Moreover, Section 3 (2) (i) of the Medical Termination of Pregnancy Act, 1971 permits medical termination if the pregnancy would cause mental or physical harm to the woman (10). Raising a differently-abled child could put the mother through emotional strain, affecting her mental health. For this reason, a woman expecting a child with a disability has the right to choose whether or not to continue the pregnancy to term. As described in the cases above, DMD carriers may show the same symptoms as a DMD sufferer.
Looking at the cases cited above related to carriers of DMD, we suggest that in the case of a female foetus found to be a carrier of DMD, the information should be passed on to the expecting parents and a medical termination of pregnancy should be permitted on the grounds described above. Accordingly, section 4(2) of the PC-PNDT Act should be modified to include a provision for conveying the information about the carrier status of the female foetus to the parents.

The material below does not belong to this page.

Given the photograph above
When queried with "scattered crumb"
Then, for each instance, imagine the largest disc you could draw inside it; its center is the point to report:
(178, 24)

As per Section 4 (3) of the PC-PNDT Act, prenatal and preconceptual diagnostic tests are recommended only if the mother’s age, family history, medical history, or previous pregnancies suggest increased risk of the foetus having certain diseases (4) . However, it is evident from case 3 that it is not true that a carrier always has a family history of the disease, and one can be a carrier or sufferer because of any mutation as well. So, we also argue that Section 4(3) of the PC-PNDT Act should be modified to make prenatal diagnosis available (but not compulsory) for all pregnancies so as to reduce the burden of disease, or the possibility of suffering. The testing pattern may be followed from less invasive tests to more invasive ones (depending upon the requirements and uncertainties) to eliminate the fear of false positive results. It may be noted that such tests may not always be economically or socially acceptable to families; in such cases an open option should be given to the willing parents.
We also suggest that Section 3 (2) of the existing MTP Act be amended to include DMD carrier status as one of the abnormalities which can serve as a basis for termination of pregnancy. It would defeat the purpose of conveying a foetus’ DMD carrier status to the expecting parents if they are legally prohibited from terminating the pregnancy by the provisions of the MTP Act.
We would like to assert that we do not support discrimination against any person due to disability. We are only pointing out that the MTP Act permits medical termination if the foetus is found to be suffering from various disabilities, including DMD. This permission should be extended to the foetus with carrier status of such conditions.
Statement of competing interests and funding support
The first author (Ishita Goyal) is grateful to Council of Scientific & Industrial Research for awarding her a scholarship to carry out this research.
There are no submissions of similar work or references to a previous submission.
1Note
Even otherwise, the PC-PNDT Act has not been able to check the declining child sex ratio. According to the last three census reports, the child sex ratio (females/1000 males) was 945 in 1991, 927 in 2001, and 919 in 2011 (11, 12). Therefore, the suggested change will not affect the effectiveness of the PC-PNDT Act.